La Fondazione Magna Charta di Marcello Pera, attraverso il suo giornaletto online, pubblica da tempo articoli di "liberali filo-risorgimentali".

Mentre Bernardo Provenzano, durante la sua ultradecennale attività di leader mafioso, pubblicava (si fà per dire) i suoi ormai celebri pizzini.
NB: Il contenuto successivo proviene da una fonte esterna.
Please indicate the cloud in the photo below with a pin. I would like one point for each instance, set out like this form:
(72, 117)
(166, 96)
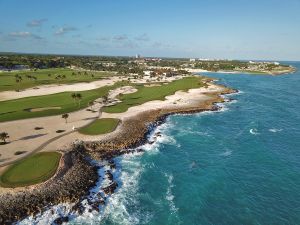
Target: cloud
(64, 30)
(143, 37)
(36, 23)
(25, 34)
(122, 37)
(104, 39)
(161, 45)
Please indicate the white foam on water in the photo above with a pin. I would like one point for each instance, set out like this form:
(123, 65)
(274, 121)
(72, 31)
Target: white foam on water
(253, 131)
(169, 195)
(226, 153)
(274, 130)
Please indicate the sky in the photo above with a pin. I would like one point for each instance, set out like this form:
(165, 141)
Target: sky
(219, 29)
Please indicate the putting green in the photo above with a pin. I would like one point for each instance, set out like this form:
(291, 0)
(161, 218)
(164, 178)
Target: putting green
(149, 93)
(31, 170)
(100, 126)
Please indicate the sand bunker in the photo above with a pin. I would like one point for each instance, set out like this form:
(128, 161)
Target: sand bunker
(43, 109)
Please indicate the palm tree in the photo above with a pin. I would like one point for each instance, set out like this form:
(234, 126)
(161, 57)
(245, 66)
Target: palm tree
(105, 98)
(73, 95)
(4, 136)
(91, 103)
(79, 97)
(65, 116)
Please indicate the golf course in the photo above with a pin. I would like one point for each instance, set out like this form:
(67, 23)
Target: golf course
(31, 170)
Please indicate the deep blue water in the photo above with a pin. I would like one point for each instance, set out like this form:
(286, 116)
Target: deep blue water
(237, 166)
(210, 169)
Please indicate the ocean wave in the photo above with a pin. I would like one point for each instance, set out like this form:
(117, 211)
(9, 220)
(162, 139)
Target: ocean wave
(226, 153)
(169, 195)
(253, 131)
(274, 130)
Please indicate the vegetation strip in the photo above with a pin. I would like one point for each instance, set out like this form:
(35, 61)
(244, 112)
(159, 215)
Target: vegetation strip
(19, 80)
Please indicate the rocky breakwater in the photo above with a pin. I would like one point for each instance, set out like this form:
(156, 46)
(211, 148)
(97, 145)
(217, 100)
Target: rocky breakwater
(71, 183)
(134, 131)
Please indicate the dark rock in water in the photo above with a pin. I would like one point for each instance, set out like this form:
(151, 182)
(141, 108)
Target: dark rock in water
(111, 188)
(109, 175)
(61, 220)
(69, 184)
(140, 150)
(112, 164)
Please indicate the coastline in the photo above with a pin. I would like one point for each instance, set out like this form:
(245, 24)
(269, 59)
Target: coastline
(271, 73)
(132, 133)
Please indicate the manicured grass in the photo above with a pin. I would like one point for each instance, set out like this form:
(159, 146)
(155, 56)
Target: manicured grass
(145, 94)
(18, 109)
(31, 170)
(46, 76)
(100, 126)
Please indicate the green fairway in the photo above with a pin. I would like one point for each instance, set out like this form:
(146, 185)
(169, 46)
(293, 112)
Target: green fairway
(55, 104)
(100, 126)
(46, 76)
(145, 94)
(32, 170)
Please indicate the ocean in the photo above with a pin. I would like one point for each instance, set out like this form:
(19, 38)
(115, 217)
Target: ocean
(240, 165)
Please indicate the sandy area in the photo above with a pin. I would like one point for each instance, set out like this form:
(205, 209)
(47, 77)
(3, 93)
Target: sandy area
(178, 100)
(55, 88)
(24, 136)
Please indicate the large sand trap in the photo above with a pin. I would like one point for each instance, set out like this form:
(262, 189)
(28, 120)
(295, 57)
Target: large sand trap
(24, 136)
(43, 109)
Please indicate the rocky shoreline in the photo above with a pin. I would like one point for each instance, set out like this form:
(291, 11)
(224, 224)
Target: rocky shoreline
(77, 174)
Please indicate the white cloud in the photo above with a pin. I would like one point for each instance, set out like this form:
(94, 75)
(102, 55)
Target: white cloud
(24, 34)
(63, 30)
(36, 23)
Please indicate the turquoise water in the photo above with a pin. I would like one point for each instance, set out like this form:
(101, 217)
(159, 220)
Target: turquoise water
(237, 166)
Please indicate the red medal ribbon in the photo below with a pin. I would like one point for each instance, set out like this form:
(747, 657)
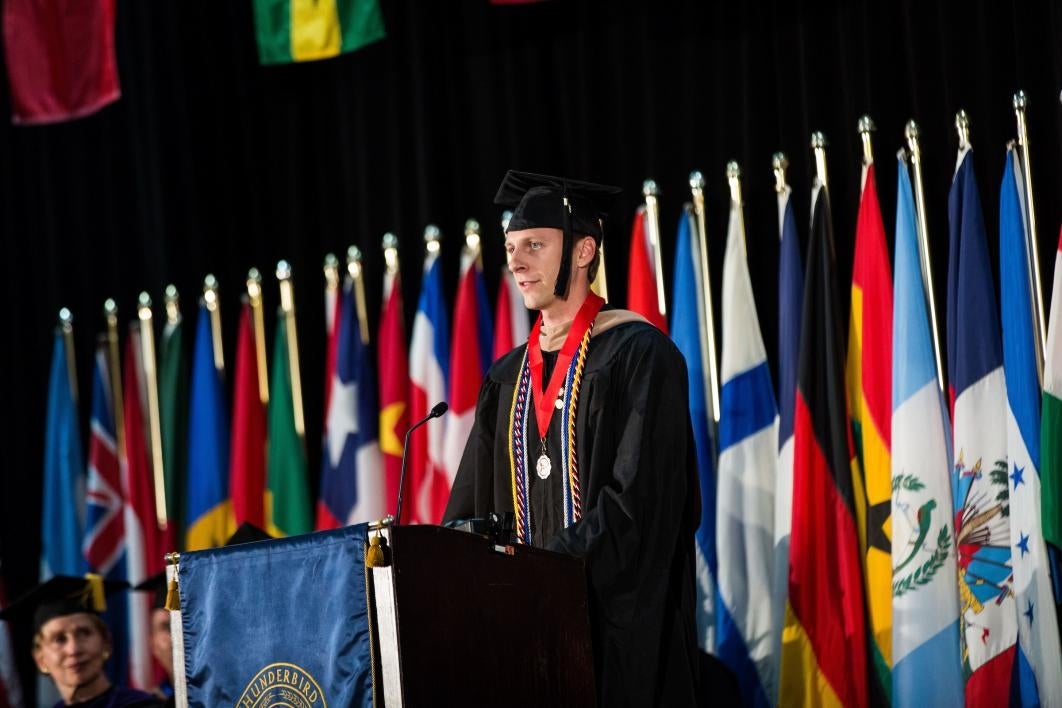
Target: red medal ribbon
(544, 401)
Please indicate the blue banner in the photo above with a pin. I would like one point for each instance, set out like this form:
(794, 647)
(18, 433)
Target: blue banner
(278, 623)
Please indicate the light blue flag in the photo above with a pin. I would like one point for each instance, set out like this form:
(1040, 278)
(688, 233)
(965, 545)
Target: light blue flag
(63, 511)
(927, 669)
(748, 466)
(1038, 666)
(207, 507)
(689, 333)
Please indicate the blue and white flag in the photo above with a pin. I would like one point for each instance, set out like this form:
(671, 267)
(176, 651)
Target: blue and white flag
(1038, 665)
(927, 669)
(748, 462)
(278, 622)
(689, 333)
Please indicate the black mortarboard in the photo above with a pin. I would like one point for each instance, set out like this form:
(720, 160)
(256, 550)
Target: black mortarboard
(61, 596)
(570, 205)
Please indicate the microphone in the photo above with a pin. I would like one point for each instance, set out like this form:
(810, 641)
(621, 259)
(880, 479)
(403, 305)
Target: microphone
(437, 411)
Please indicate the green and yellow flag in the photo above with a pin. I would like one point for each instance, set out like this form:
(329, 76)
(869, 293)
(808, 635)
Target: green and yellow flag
(307, 30)
(287, 486)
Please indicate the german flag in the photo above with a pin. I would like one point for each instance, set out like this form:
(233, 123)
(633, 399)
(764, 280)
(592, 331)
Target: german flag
(824, 638)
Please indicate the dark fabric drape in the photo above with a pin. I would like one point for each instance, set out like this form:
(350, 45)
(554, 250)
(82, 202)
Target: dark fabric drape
(211, 163)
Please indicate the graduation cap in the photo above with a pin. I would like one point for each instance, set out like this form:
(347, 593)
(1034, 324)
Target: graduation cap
(62, 596)
(570, 205)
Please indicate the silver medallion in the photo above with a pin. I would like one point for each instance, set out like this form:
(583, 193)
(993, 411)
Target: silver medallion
(543, 467)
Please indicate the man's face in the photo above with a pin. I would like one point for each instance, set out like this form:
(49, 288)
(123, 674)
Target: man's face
(534, 260)
(161, 641)
(71, 650)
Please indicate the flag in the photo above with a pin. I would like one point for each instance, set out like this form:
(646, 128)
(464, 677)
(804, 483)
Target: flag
(173, 417)
(61, 58)
(1050, 463)
(288, 510)
(511, 322)
(394, 384)
(309, 592)
(926, 666)
(869, 379)
(429, 376)
(307, 30)
(978, 399)
(469, 359)
(11, 689)
(104, 545)
(63, 508)
(1039, 666)
(689, 333)
(352, 475)
(748, 459)
(246, 463)
(143, 539)
(208, 504)
(641, 295)
(790, 300)
(824, 639)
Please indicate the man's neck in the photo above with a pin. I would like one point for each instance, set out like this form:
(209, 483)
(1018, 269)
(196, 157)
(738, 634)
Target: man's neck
(561, 312)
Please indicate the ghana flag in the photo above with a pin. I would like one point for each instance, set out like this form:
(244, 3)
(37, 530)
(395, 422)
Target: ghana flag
(824, 639)
(307, 30)
(869, 374)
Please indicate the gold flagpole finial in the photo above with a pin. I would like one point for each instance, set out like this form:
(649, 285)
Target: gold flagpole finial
(254, 283)
(154, 416)
(780, 163)
(962, 127)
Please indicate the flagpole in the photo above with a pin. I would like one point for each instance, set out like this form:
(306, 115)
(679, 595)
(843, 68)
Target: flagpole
(911, 133)
(704, 307)
(1021, 102)
(288, 307)
(115, 374)
(210, 299)
(66, 324)
(257, 312)
(354, 266)
(154, 419)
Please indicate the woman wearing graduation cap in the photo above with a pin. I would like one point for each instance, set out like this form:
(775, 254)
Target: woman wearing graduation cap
(584, 435)
(71, 643)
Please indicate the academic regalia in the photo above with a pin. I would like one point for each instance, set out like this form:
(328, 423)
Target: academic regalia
(639, 496)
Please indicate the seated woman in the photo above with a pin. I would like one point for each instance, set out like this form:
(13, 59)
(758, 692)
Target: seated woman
(71, 642)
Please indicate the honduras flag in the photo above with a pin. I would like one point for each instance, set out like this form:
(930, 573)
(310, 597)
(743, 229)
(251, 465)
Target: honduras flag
(927, 669)
(748, 462)
(980, 472)
(689, 333)
(1038, 666)
(352, 478)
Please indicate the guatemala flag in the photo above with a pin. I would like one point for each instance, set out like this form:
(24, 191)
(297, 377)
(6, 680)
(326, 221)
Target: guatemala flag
(926, 669)
(1038, 665)
(352, 479)
(689, 333)
(748, 461)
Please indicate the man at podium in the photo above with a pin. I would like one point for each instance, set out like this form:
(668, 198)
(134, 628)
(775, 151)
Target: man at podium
(583, 434)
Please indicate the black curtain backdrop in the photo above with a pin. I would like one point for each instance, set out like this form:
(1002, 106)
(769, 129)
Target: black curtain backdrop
(212, 163)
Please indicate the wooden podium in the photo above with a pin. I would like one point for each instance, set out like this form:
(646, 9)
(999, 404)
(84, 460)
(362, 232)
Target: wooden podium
(460, 620)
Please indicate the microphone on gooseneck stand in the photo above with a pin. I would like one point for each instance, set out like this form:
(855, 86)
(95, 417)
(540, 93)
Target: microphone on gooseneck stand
(437, 411)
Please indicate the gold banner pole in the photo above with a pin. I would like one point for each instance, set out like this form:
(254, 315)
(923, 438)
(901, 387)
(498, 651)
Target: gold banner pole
(115, 374)
(288, 307)
(911, 133)
(651, 192)
(1021, 102)
(356, 271)
(154, 419)
(212, 306)
(254, 283)
(704, 307)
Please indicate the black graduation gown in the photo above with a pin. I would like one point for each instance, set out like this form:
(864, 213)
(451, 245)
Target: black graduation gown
(637, 475)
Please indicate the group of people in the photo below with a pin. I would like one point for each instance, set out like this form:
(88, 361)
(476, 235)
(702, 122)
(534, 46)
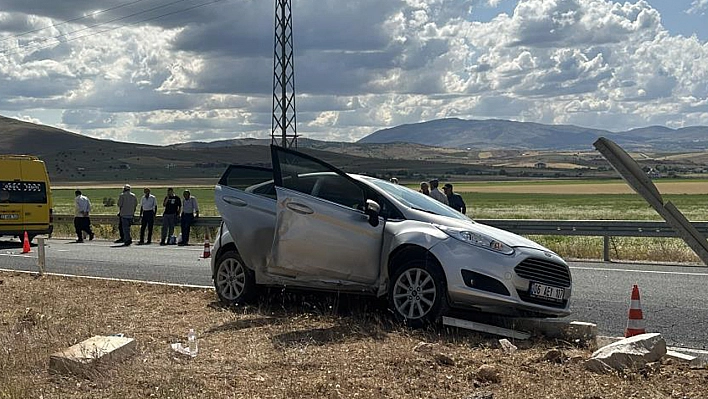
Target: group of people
(175, 210)
(447, 196)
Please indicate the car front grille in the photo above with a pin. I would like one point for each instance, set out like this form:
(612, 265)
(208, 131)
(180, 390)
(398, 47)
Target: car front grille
(544, 271)
(524, 295)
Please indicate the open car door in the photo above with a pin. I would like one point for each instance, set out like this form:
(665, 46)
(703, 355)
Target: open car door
(325, 232)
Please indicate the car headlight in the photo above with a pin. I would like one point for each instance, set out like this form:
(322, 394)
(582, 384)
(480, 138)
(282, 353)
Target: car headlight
(477, 239)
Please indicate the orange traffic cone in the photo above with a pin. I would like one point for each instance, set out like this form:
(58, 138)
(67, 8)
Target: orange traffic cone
(25, 244)
(207, 250)
(635, 323)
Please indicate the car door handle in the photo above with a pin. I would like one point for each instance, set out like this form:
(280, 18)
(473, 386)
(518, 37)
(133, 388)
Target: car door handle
(234, 201)
(300, 208)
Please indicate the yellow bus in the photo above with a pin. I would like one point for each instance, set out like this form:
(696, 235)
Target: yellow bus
(25, 197)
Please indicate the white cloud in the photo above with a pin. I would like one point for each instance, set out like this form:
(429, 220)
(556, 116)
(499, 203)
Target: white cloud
(698, 7)
(360, 66)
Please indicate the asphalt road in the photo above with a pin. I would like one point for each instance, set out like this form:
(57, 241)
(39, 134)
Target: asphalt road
(672, 297)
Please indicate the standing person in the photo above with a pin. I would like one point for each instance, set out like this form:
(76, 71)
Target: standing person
(455, 200)
(190, 210)
(148, 209)
(172, 206)
(81, 218)
(436, 193)
(127, 203)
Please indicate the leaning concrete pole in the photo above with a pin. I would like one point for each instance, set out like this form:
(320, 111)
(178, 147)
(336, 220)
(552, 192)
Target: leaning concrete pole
(633, 174)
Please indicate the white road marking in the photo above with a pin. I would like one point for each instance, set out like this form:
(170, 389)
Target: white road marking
(639, 271)
(122, 280)
(17, 255)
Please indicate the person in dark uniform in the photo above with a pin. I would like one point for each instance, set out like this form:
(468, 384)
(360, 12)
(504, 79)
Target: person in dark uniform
(148, 209)
(455, 200)
(172, 206)
(190, 210)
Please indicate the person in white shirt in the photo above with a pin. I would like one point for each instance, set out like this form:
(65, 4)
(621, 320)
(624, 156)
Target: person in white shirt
(82, 223)
(436, 193)
(148, 210)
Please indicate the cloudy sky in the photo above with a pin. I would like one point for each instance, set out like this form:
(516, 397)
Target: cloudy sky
(166, 71)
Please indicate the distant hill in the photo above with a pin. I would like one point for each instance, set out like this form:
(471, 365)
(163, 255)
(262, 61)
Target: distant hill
(73, 157)
(477, 150)
(502, 134)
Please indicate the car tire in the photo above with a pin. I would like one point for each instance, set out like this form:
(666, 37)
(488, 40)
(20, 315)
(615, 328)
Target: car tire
(418, 293)
(233, 280)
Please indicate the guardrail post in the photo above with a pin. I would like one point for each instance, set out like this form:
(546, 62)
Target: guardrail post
(41, 257)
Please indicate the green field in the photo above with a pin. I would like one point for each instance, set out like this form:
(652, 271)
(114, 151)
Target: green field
(479, 205)
(577, 206)
(497, 205)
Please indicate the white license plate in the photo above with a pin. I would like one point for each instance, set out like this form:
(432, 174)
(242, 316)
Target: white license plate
(547, 292)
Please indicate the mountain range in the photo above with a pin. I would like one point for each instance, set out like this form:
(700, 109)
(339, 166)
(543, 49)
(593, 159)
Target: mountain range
(434, 148)
(503, 134)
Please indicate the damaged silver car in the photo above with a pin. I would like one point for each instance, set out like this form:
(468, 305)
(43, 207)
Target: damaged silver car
(307, 224)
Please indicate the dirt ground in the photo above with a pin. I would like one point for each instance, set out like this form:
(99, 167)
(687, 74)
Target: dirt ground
(285, 346)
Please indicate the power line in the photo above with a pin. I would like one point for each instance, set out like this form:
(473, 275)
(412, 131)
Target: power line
(34, 45)
(93, 14)
(68, 39)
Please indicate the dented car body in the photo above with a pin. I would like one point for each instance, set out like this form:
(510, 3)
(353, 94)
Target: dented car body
(306, 224)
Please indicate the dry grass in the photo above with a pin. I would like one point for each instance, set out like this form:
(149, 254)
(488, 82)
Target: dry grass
(290, 346)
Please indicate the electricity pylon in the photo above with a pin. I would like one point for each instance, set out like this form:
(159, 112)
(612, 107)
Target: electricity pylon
(284, 120)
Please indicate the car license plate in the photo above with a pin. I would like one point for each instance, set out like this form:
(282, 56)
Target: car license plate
(546, 292)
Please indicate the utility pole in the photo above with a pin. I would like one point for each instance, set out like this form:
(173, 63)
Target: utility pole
(284, 120)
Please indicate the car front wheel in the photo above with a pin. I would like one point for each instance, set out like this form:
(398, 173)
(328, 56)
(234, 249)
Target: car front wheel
(234, 282)
(418, 293)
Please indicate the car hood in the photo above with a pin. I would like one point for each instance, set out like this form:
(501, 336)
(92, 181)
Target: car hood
(508, 238)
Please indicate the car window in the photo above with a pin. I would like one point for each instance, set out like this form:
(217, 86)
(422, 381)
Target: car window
(23, 192)
(308, 176)
(340, 190)
(416, 200)
(251, 179)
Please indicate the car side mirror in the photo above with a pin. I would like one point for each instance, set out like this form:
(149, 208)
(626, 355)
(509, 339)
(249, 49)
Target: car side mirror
(372, 210)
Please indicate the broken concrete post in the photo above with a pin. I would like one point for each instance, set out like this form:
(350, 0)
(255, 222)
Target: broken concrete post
(81, 358)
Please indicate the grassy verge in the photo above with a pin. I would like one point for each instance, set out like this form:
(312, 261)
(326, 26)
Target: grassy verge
(287, 347)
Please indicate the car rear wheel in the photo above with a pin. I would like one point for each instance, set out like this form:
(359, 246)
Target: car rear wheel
(234, 282)
(418, 293)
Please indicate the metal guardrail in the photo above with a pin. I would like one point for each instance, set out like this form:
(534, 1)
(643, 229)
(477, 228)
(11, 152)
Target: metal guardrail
(597, 228)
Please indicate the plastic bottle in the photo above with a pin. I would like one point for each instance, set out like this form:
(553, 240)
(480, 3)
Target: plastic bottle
(192, 343)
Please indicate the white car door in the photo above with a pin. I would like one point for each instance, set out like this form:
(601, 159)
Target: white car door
(245, 198)
(323, 234)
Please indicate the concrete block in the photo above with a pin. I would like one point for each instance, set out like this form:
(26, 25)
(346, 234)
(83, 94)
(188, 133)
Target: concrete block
(634, 352)
(679, 356)
(82, 358)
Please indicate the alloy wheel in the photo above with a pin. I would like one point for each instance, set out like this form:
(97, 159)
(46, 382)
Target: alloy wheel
(231, 279)
(414, 293)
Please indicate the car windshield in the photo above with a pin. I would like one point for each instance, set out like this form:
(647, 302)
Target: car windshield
(415, 200)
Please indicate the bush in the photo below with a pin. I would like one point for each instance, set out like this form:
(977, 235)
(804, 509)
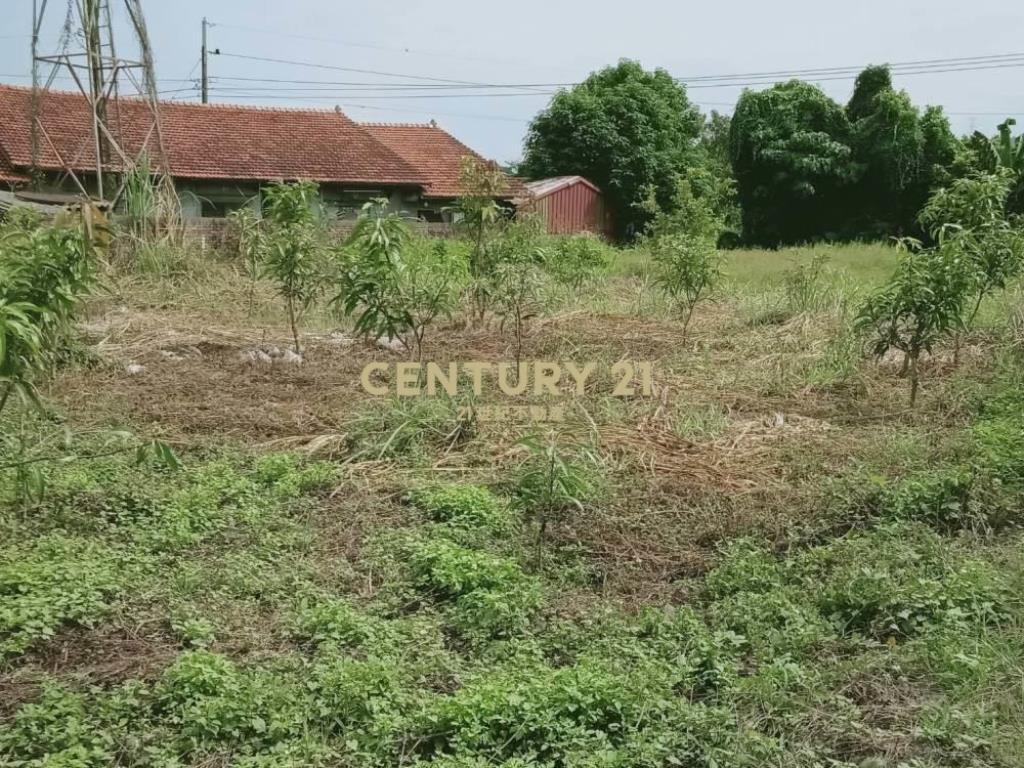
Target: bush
(58, 581)
(57, 731)
(576, 260)
(898, 581)
(470, 506)
(290, 476)
(293, 253)
(491, 596)
(336, 622)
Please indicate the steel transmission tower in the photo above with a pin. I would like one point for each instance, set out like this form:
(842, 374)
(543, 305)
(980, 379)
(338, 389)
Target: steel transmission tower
(120, 94)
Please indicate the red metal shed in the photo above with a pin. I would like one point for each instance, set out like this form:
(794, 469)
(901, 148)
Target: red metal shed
(568, 205)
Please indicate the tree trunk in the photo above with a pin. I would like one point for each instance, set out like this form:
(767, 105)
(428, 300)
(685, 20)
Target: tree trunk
(6, 393)
(295, 328)
(914, 381)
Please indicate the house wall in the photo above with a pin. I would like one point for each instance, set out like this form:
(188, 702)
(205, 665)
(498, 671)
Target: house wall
(573, 209)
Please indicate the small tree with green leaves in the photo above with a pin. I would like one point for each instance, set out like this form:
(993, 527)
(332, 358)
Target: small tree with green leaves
(682, 246)
(250, 241)
(576, 260)
(44, 274)
(293, 258)
(923, 304)
(969, 217)
(517, 281)
(555, 479)
(370, 259)
(479, 216)
(398, 285)
(428, 283)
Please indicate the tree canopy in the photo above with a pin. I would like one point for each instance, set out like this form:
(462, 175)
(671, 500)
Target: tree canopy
(807, 168)
(626, 129)
(792, 159)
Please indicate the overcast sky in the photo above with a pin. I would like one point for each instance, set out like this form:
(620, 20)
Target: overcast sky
(550, 42)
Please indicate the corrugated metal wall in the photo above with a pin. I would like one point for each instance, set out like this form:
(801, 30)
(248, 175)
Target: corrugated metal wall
(573, 209)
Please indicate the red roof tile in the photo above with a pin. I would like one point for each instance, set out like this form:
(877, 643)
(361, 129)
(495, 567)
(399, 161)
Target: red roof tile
(434, 153)
(210, 141)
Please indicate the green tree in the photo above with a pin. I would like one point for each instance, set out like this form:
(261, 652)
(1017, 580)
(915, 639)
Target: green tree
(480, 218)
(397, 283)
(923, 304)
(624, 128)
(871, 82)
(687, 264)
(1006, 152)
(903, 156)
(969, 218)
(44, 274)
(293, 249)
(792, 156)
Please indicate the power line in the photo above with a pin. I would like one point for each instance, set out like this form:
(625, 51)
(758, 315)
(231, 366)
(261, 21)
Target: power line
(853, 68)
(352, 44)
(378, 73)
(263, 92)
(936, 66)
(1006, 66)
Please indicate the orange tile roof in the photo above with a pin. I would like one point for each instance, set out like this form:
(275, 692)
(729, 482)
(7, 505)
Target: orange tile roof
(209, 141)
(7, 173)
(433, 152)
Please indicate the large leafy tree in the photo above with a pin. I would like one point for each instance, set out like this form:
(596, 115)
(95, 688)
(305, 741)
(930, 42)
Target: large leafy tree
(626, 129)
(1003, 152)
(793, 162)
(903, 155)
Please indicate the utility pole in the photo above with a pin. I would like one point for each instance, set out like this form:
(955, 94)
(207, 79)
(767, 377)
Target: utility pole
(206, 66)
(124, 133)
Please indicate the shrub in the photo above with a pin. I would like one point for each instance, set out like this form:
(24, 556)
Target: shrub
(44, 274)
(212, 701)
(59, 580)
(398, 285)
(336, 622)
(922, 305)
(470, 506)
(290, 476)
(554, 479)
(491, 596)
(898, 581)
(293, 257)
(803, 285)
(576, 260)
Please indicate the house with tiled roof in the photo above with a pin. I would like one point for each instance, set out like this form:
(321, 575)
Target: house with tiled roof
(220, 156)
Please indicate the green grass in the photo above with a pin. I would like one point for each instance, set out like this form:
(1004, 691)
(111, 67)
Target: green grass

Ora mi chiedo: che differenza c'è tra affermazioni tipo:
"La questione sul Risorgimento e il suo valore non è un affare che riguardi solo gli storici. Chiunque voglia costruire una forza politica liberale in Italia non può evitare di confrontarsi con la questione risorgimentale, a meno che non si voglia costruire un movimento politico conservatore cominciando col mettere alla berlina la più grande gloria nazionale italiana: il Risorgimento. Sarebbe un inizio decisamente goffo."
"Lo spettacolo di una destra liberale che prenda come suoi modelli Pio IX o i Borbone, che vada in ludibrio per le rivolte sanfediste e per le imprese del Cardinale Ruffo, invece di stare con la Rivoluzione napoletana del 1799, a me pare davvero preoccupante. Vuol dire che la destra liberale italiana ha deciso di rinunciare alla modernità e ha pensato di mettersi a inseguire il carro di un revisionismo storico destinato alla fine a negare i presupposti stessi su cui si fonda quella che chiamiamo democrazia liberale moderna."
"Ho scritto anch’io che gli storici risorgimentisti - sì, proprio "il gotha della storiografia novecentesca" - non traevano gli "auspici" dagli stessi altari. E’ certo, però, che per tutti loro il Risorgimento era l’unica legittimazione ideale dell’Italia unita. Si poteva essere mazziniani o cattaneani, giobertiani o cavouriani ma non c’erano altri simboli o filosofie disponibili e rispettabili."


e appunti cripto-mafiosi come:

"sento che soffre fotremente con i Cervicale. Soffre con la Gastrite. La Pressione credo di Sangue. Più credo lo Stress. L'Anzia. E la malattia del tuo sistema psico-fisico. Sei in continuo movimento di lavoro. 16 Novembre fissata in Cassazione."
se non un po' di grammatica e di arroganza (entrambe difettando al contadino palermitano)?